Granite Street/Burgin Parkway

HISTORICAL SIGNIFICANCE
The Robert Burns Statue was erected by the Monument Committee of the Clan MacGregor No.5 & the Order of Scottish Clans of America. The clan, organized in Quincy on August 13. 1800, held meetings in the Doble building, then moved to the Ancient Order of Hiberians building on Franklin Street and finally to the Miller building. The original monument committee was formed in 1901.and it took twenty years of sustained effort to raise funds for the memorial. In the 1920's this was the largest of the Scottish Order of Clans in New England, with over 1100 members.

The purpose of the statue is to give proper recognition to the Scottish people and their ancestors who played such an important role in helping to establish and shape the destiny of Quincy. The Scots in Quincy are reminiscent of Quincy's granite industry at its best. Many skilled in monumental art came from Aberdeen Scotland. one of the leading granite centers of the world.

ENTIRE INSCRIPTION (if applicable) Front: "A Man's A Man For A' That" / Side: "Whatever Mitigates the Woes or Increases the Happiness of Others this is my Criterion of Goodness.
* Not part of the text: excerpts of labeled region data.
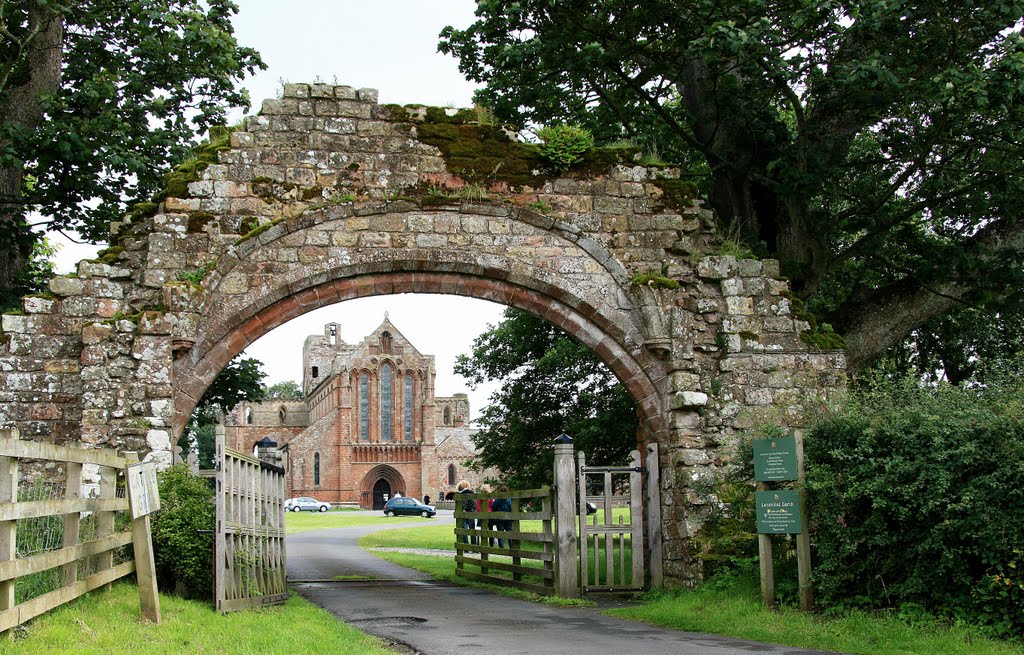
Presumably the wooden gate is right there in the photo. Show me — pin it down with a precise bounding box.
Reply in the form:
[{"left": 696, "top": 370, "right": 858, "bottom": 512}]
[
  {"left": 577, "top": 443, "right": 663, "bottom": 594},
  {"left": 214, "top": 431, "right": 288, "bottom": 613}
]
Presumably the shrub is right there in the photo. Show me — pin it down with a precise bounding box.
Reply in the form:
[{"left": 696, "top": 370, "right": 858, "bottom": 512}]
[
  {"left": 806, "top": 381, "right": 1024, "bottom": 634},
  {"left": 537, "top": 125, "right": 594, "bottom": 171},
  {"left": 152, "top": 465, "right": 216, "bottom": 600}
]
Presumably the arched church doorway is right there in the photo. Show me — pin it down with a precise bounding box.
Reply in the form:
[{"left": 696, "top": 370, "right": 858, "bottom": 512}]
[{"left": 374, "top": 479, "right": 391, "bottom": 510}]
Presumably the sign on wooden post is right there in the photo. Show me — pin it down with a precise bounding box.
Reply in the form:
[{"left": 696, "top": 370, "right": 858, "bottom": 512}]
[
  {"left": 126, "top": 462, "right": 160, "bottom": 519},
  {"left": 754, "top": 430, "right": 813, "bottom": 611},
  {"left": 125, "top": 452, "right": 160, "bottom": 623}
]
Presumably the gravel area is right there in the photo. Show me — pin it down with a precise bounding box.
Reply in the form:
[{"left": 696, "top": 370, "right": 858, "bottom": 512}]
[{"left": 367, "top": 548, "right": 455, "bottom": 557}]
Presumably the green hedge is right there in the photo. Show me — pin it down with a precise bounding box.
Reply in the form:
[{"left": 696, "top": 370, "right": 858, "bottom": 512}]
[
  {"left": 806, "top": 381, "right": 1024, "bottom": 636},
  {"left": 152, "top": 465, "right": 216, "bottom": 600}
]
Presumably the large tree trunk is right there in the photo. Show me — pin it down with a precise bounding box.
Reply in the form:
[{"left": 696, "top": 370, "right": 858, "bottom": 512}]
[{"left": 0, "top": 5, "right": 65, "bottom": 297}]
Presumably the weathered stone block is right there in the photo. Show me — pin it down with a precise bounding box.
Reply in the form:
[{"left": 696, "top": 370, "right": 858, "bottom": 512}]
[
  {"left": 284, "top": 84, "right": 309, "bottom": 98},
  {"left": 739, "top": 259, "right": 764, "bottom": 277},
  {"left": 49, "top": 275, "right": 85, "bottom": 296},
  {"left": 725, "top": 296, "right": 754, "bottom": 316},
  {"left": 697, "top": 255, "right": 739, "bottom": 279}
]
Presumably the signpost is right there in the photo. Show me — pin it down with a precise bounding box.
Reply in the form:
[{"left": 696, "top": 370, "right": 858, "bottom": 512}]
[
  {"left": 755, "top": 489, "right": 804, "bottom": 534},
  {"left": 754, "top": 430, "right": 814, "bottom": 611},
  {"left": 125, "top": 452, "right": 160, "bottom": 623},
  {"left": 754, "top": 437, "right": 799, "bottom": 482}
]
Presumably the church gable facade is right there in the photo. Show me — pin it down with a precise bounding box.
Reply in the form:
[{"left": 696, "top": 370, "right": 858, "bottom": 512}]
[{"left": 225, "top": 315, "right": 495, "bottom": 509}]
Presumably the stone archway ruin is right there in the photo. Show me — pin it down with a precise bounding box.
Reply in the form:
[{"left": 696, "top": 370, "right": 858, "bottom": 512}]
[{"left": 0, "top": 84, "right": 845, "bottom": 581}]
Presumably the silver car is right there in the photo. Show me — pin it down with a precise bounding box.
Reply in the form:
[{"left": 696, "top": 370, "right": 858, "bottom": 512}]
[{"left": 285, "top": 496, "right": 331, "bottom": 512}]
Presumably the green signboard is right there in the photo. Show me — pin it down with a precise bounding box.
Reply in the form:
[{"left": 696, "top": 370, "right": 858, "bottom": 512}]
[
  {"left": 754, "top": 437, "right": 798, "bottom": 482},
  {"left": 754, "top": 490, "right": 804, "bottom": 534}
]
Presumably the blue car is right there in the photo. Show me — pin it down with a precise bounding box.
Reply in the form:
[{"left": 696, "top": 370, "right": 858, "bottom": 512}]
[{"left": 384, "top": 496, "right": 437, "bottom": 519}]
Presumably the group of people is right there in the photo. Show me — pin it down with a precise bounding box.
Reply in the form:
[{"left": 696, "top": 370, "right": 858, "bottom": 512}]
[{"left": 456, "top": 480, "right": 512, "bottom": 549}]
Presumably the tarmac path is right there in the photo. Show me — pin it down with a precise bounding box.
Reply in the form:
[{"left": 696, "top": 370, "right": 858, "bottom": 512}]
[{"left": 287, "top": 512, "right": 824, "bottom": 655}]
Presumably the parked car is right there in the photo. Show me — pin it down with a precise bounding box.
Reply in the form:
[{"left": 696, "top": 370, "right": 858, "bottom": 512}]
[
  {"left": 384, "top": 496, "right": 437, "bottom": 519},
  {"left": 285, "top": 496, "right": 331, "bottom": 512}
]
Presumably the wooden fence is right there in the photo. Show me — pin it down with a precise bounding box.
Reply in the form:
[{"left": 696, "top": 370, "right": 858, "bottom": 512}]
[
  {"left": 214, "top": 431, "right": 288, "bottom": 613},
  {"left": 455, "top": 486, "right": 556, "bottom": 596},
  {"left": 0, "top": 430, "right": 160, "bottom": 631}
]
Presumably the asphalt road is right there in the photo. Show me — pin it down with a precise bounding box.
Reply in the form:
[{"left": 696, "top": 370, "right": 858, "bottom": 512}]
[{"left": 287, "top": 513, "right": 839, "bottom": 655}]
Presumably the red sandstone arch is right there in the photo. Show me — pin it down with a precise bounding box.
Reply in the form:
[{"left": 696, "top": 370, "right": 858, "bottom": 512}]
[
  {"left": 359, "top": 464, "right": 406, "bottom": 497},
  {"left": 174, "top": 271, "right": 665, "bottom": 442}
]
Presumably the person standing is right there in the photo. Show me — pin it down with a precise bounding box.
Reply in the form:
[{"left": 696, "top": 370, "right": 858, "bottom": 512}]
[
  {"left": 490, "top": 484, "right": 512, "bottom": 549},
  {"left": 456, "top": 480, "right": 479, "bottom": 545}
]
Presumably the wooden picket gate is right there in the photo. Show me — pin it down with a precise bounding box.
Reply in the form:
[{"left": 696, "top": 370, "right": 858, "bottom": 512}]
[
  {"left": 577, "top": 443, "right": 663, "bottom": 595},
  {"left": 214, "top": 431, "right": 288, "bottom": 613}
]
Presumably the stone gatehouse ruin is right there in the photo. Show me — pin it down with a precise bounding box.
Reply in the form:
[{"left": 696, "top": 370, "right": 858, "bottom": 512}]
[{"left": 0, "top": 84, "right": 845, "bottom": 581}]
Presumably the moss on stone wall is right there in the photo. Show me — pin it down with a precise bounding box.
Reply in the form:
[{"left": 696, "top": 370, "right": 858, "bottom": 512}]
[
  {"left": 652, "top": 178, "right": 697, "bottom": 210},
  {"left": 403, "top": 105, "right": 637, "bottom": 190},
  {"left": 632, "top": 270, "right": 679, "bottom": 289}
]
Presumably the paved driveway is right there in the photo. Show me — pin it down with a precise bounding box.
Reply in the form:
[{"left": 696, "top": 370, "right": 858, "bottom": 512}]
[{"left": 288, "top": 512, "right": 823, "bottom": 655}]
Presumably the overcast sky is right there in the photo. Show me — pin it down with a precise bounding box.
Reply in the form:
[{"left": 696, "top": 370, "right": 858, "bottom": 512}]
[{"left": 58, "top": 0, "right": 504, "bottom": 417}]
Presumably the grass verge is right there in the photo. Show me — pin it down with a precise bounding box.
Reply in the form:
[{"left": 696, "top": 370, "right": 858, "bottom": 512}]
[
  {"left": 359, "top": 525, "right": 593, "bottom": 607},
  {"left": 6, "top": 583, "right": 395, "bottom": 655},
  {"left": 606, "top": 578, "right": 1024, "bottom": 655},
  {"left": 359, "top": 526, "right": 1024, "bottom": 655}
]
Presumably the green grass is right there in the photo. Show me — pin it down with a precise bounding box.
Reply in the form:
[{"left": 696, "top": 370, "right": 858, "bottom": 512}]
[
  {"left": 0, "top": 583, "right": 394, "bottom": 655},
  {"left": 606, "top": 580, "right": 1024, "bottom": 655},
  {"left": 285, "top": 512, "right": 434, "bottom": 534},
  {"left": 359, "top": 522, "right": 1024, "bottom": 655},
  {"left": 359, "top": 521, "right": 592, "bottom": 607}
]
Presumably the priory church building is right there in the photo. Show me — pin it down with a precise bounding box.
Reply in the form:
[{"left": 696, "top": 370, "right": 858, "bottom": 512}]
[{"left": 225, "top": 314, "right": 493, "bottom": 509}]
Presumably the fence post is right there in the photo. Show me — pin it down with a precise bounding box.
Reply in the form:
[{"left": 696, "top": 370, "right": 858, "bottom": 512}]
[
  {"left": 124, "top": 451, "right": 160, "bottom": 623},
  {"left": 555, "top": 434, "right": 580, "bottom": 598},
  {"left": 645, "top": 441, "right": 665, "bottom": 588},
  {"left": 0, "top": 430, "right": 18, "bottom": 611}
]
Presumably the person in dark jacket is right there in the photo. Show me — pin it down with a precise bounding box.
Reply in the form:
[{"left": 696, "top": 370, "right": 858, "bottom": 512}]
[
  {"left": 456, "top": 480, "right": 480, "bottom": 545},
  {"left": 490, "top": 484, "right": 512, "bottom": 549}
]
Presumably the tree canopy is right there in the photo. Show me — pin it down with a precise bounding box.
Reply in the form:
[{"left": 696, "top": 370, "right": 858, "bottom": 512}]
[
  {"left": 455, "top": 308, "right": 637, "bottom": 488},
  {"left": 0, "top": 0, "right": 263, "bottom": 309},
  {"left": 439, "top": 0, "right": 1024, "bottom": 367},
  {"left": 263, "top": 380, "right": 306, "bottom": 400},
  {"left": 178, "top": 358, "right": 266, "bottom": 467}
]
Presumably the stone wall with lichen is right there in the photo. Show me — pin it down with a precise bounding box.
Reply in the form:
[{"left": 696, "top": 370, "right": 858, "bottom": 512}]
[{"left": 0, "top": 84, "right": 845, "bottom": 581}]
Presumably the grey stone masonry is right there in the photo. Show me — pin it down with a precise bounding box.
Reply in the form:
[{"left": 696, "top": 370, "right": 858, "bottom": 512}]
[{"left": 0, "top": 84, "right": 845, "bottom": 581}]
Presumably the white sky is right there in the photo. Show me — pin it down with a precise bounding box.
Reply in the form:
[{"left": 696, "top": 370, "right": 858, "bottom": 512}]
[{"left": 51, "top": 0, "right": 504, "bottom": 417}]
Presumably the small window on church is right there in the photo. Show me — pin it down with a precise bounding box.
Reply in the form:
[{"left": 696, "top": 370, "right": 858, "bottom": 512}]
[{"left": 359, "top": 374, "right": 370, "bottom": 441}]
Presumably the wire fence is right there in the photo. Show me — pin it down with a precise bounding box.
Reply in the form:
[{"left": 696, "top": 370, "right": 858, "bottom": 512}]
[{"left": 14, "top": 470, "right": 132, "bottom": 605}]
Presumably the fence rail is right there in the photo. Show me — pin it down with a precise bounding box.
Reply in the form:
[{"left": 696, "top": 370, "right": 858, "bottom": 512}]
[
  {"left": 214, "top": 430, "right": 288, "bottom": 613},
  {"left": 0, "top": 430, "right": 160, "bottom": 631},
  {"left": 455, "top": 486, "right": 557, "bottom": 596}
]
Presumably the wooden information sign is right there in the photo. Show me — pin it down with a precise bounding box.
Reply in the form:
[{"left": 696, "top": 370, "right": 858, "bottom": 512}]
[
  {"left": 754, "top": 437, "right": 799, "bottom": 482},
  {"left": 755, "top": 489, "right": 804, "bottom": 534},
  {"left": 754, "top": 430, "right": 814, "bottom": 611},
  {"left": 127, "top": 462, "right": 160, "bottom": 519}
]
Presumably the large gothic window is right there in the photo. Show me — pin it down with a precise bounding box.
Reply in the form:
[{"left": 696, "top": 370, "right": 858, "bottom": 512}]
[
  {"left": 381, "top": 361, "right": 394, "bottom": 441},
  {"left": 402, "top": 373, "right": 413, "bottom": 441},
  {"left": 359, "top": 374, "right": 370, "bottom": 441}
]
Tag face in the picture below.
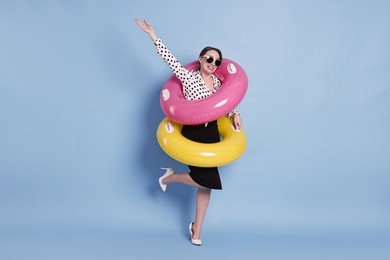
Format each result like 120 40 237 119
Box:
199 50 220 74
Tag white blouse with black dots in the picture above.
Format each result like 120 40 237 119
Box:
154 39 238 118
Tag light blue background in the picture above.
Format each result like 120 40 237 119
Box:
0 0 390 260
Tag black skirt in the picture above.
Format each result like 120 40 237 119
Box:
181 120 222 190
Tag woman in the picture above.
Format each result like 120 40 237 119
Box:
135 19 242 246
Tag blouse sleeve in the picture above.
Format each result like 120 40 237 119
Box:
154 39 190 82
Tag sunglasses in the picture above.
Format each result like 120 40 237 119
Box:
202 56 222 67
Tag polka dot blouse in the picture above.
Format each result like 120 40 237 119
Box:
154 39 237 117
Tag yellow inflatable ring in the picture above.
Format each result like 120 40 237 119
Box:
157 116 246 167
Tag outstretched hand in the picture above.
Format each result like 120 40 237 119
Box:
135 18 157 41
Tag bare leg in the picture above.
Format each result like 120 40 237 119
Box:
192 188 211 239
162 173 211 242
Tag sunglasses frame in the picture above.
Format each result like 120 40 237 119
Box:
202 56 222 67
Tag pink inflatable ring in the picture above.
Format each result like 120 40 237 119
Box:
160 59 248 125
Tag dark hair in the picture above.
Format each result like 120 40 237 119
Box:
199 46 222 61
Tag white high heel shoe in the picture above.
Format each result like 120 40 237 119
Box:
188 222 202 246
158 168 174 192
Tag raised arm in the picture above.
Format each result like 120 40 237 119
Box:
135 18 158 42
135 18 190 83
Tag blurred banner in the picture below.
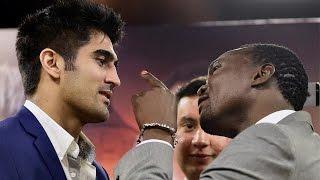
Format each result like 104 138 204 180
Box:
0 18 320 179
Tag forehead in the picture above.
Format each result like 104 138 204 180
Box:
210 49 251 67
78 32 118 59
178 96 199 117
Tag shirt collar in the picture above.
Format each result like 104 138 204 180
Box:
256 109 296 124
24 100 74 161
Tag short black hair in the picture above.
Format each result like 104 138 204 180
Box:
240 43 309 111
16 0 124 95
176 76 207 101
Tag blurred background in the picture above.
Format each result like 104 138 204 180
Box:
0 0 320 179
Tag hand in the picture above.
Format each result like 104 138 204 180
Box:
131 71 177 129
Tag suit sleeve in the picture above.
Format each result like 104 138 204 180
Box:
0 133 19 180
200 123 295 180
114 142 173 180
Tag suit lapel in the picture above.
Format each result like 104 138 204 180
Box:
18 107 66 180
279 111 314 131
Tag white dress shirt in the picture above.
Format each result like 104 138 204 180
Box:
24 100 96 180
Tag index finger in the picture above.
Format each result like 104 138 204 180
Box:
141 70 168 89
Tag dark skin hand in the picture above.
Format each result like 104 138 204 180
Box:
131 71 177 144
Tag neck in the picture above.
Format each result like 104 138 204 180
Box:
27 93 83 138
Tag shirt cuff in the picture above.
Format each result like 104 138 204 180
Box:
136 139 173 149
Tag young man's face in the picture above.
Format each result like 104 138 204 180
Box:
60 32 120 123
175 96 229 179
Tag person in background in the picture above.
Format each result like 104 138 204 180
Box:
115 44 320 180
174 76 230 180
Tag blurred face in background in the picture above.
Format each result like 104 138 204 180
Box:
175 96 230 180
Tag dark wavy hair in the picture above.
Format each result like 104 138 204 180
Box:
16 0 124 95
240 44 309 111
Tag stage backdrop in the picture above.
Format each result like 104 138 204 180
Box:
0 19 320 179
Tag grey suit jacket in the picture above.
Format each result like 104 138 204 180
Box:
114 111 320 180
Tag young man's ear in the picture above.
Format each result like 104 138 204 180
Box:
251 63 276 87
39 48 64 78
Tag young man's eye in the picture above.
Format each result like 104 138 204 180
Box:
209 63 221 74
186 124 193 129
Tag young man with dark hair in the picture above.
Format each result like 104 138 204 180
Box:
0 0 123 180
116 44 320 180
174 76 230 180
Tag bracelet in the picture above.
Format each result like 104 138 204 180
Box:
137 123 178 148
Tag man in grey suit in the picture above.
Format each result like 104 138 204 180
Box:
116 44 320 180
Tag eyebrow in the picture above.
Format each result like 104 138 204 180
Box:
92 49 118 61
181 116 196 123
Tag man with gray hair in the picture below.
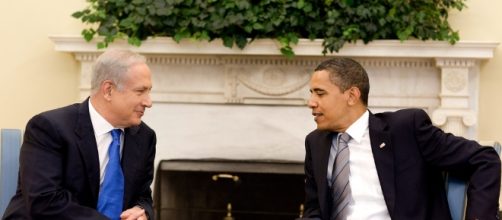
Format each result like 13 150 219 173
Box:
3 50 156 220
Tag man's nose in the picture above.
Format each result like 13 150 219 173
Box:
143 94 153 108
307 98 317 108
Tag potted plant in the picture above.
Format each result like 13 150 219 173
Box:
73 0 465 57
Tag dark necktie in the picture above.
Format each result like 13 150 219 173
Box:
331 133 351 220
97 129 124 220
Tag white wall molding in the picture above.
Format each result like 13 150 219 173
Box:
50 36 498 161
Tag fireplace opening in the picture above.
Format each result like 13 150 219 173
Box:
154 159 304 220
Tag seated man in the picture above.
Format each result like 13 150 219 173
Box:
304 58 501 220
3 50 156 220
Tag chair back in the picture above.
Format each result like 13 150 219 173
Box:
446 142 501 220
0 129 21 216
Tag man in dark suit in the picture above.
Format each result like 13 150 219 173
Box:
3 50 156 220
304 58 501 220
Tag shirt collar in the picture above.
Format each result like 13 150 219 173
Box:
89 99 114 136
345 110 369 143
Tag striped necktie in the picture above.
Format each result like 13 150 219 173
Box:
330 133 352 220
97 129 124 220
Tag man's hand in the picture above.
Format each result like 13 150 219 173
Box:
120 206 148 220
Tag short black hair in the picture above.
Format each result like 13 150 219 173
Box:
314 57 370 106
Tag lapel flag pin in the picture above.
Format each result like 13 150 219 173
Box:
380 142 385 148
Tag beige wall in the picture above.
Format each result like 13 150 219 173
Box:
0 0 502 211
0 0 502 141
0 0 85 129
450 1 502 142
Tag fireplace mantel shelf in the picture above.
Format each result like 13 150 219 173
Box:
50 36 499 164
50 36 499 59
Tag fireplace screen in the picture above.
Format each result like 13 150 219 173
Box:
154 160 304 220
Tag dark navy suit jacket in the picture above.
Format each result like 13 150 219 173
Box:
305 109 501 220
3 100 156 219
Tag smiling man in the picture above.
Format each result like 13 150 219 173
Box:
3 50 156 220
304 58 501 220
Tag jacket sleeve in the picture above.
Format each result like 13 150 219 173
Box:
413 110 501 219
19 115 107 220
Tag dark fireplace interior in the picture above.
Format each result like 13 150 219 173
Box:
154 159 304 220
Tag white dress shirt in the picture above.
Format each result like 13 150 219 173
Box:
328 111 390 220
89 99 124 184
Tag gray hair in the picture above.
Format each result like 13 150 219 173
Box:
91 49 146 95
315 57 370 106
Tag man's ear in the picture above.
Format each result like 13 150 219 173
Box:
100 80 114 101
347 86 361 105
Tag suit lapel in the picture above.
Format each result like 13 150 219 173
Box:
75 99 100 204
311 131 335 213
121 126 141 205
369 113 396 217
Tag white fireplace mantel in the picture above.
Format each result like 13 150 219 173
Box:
50 36 499 161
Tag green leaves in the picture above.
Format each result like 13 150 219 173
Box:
72 0 466 57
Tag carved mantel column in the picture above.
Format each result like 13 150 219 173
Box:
51 36 498 154
432 58 479 136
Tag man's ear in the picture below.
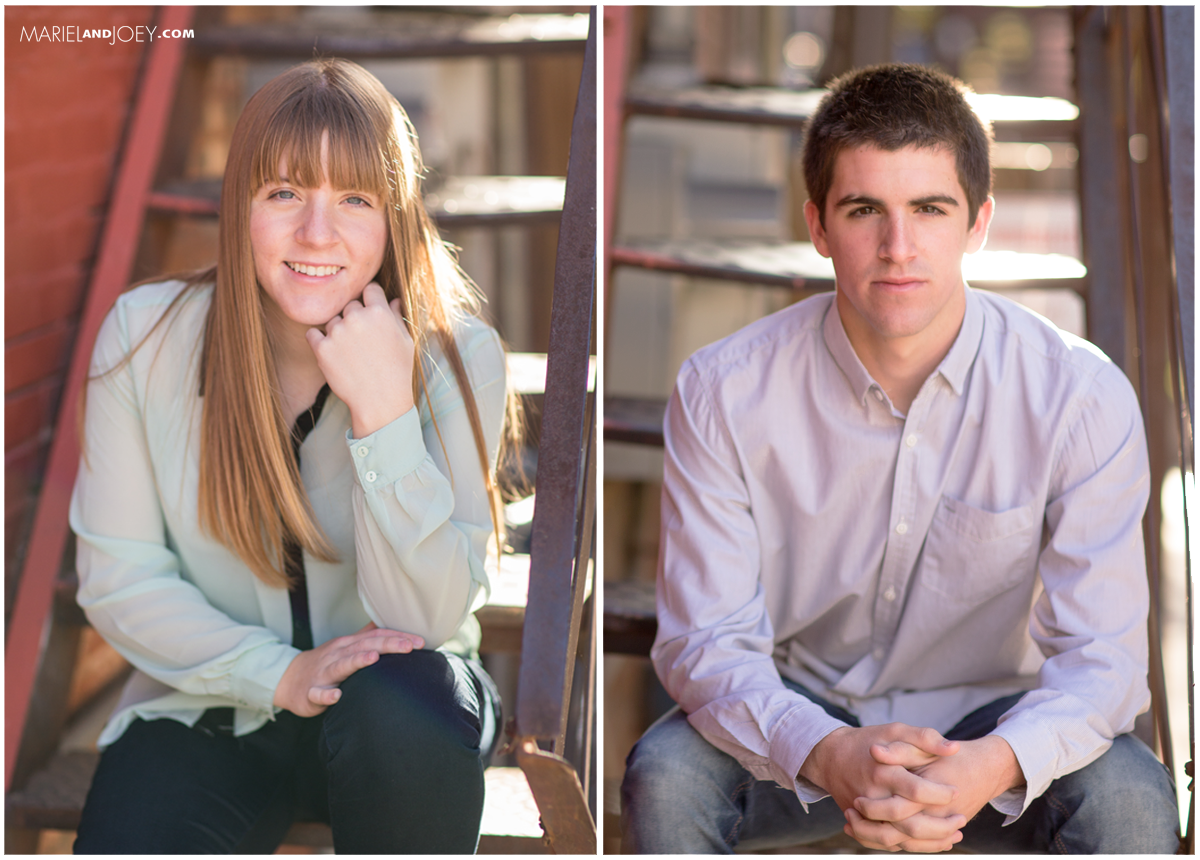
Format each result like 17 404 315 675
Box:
967 194 996 254
804 200 830 257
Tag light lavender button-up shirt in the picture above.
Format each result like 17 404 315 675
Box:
652 288 1150 822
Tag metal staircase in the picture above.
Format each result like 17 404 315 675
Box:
5 6 598 853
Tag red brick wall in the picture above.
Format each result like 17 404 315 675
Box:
4 6 156 618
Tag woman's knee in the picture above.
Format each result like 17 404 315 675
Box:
323 650 485 757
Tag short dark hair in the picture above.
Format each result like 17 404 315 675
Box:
804 62 991 227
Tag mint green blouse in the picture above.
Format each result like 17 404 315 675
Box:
71 282 505 747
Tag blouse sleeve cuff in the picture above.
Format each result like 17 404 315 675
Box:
229 643 300 714
346 407 427 492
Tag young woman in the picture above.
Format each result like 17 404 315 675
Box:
71 60 506 854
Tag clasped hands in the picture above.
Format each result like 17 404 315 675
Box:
800 723 1024 853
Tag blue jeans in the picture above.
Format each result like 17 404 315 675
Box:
74 651 499 854
622 681 1178 854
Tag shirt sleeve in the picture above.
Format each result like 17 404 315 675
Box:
992 363 1150 823
650 362 845 808
348 324 506 648
70 302 299 714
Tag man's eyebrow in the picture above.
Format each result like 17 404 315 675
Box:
834 194 959 209
834 194 883 209
908 194 959 206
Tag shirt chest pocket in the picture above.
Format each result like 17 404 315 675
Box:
918 495 1042 605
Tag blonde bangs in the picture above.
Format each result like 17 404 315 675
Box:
251 90 390 200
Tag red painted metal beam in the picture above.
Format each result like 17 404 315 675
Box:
4 6 194 792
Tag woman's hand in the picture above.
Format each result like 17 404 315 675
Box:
306 281 414 439
275 621 425 716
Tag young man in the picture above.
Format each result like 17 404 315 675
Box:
624 66 1177 853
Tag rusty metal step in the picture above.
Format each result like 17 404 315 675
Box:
604 397 667 447
612 239 1087 294
191 10 588 60
604 579 659 657
625 86 1079 143
146 176 566 229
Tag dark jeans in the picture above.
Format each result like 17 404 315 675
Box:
74 651 500 854
622 679 1178 854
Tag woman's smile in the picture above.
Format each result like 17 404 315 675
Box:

Whatever Injures Society at Large or any Individual in it. this is my Measure of Iniquity." / Rear: "Erected by Burns Memorial Association of Quincy. Mass in Honor of Robert Burns Scotland's most Famous Poet and Advocate of Liberty and Democracy 'No Spartan Tube no Attic Shell no Lyre Aeolian I Awake 'tis Liberty's bold note I swell. Thy harp. Columbia. let me take. '" / "We dare Maintain the Royalty of Men."

BIBLIOGRAPHY and/or REFERENCES
City of Quincy. Park and Recreation Board reference files.
Paul Robert Lyons. Quincy: A Pictorial History. 1983. p.107. 163.
Quincy Patriot Ledger. January 7. 1937. p. 8. 13.

ARCHITECTURAL SIGNIFICANCE:
The handsome 25-ton statue of the "Scots' Poet", Robert Burns (1759-1796), stands 18 feet tall and is landscaped with hemlock, birch, scotch pine and flowering trees. Now overlooking the road leading to the central business district, it was moved to its present site in 1971 from its original location at School and Franklin Street where it was dedicated in 1925. The statue is the work of local sculptor, John Horrigan, who, in 1922, had his studio at 125 Federal Avenue and his home closeby at 95 Independence Avenue. The granite marble basework was done by the Barnicoat Studio, also of Quincy. The placement of the statue in 1925 was handled by Frank Tangberlini, a stone cutter.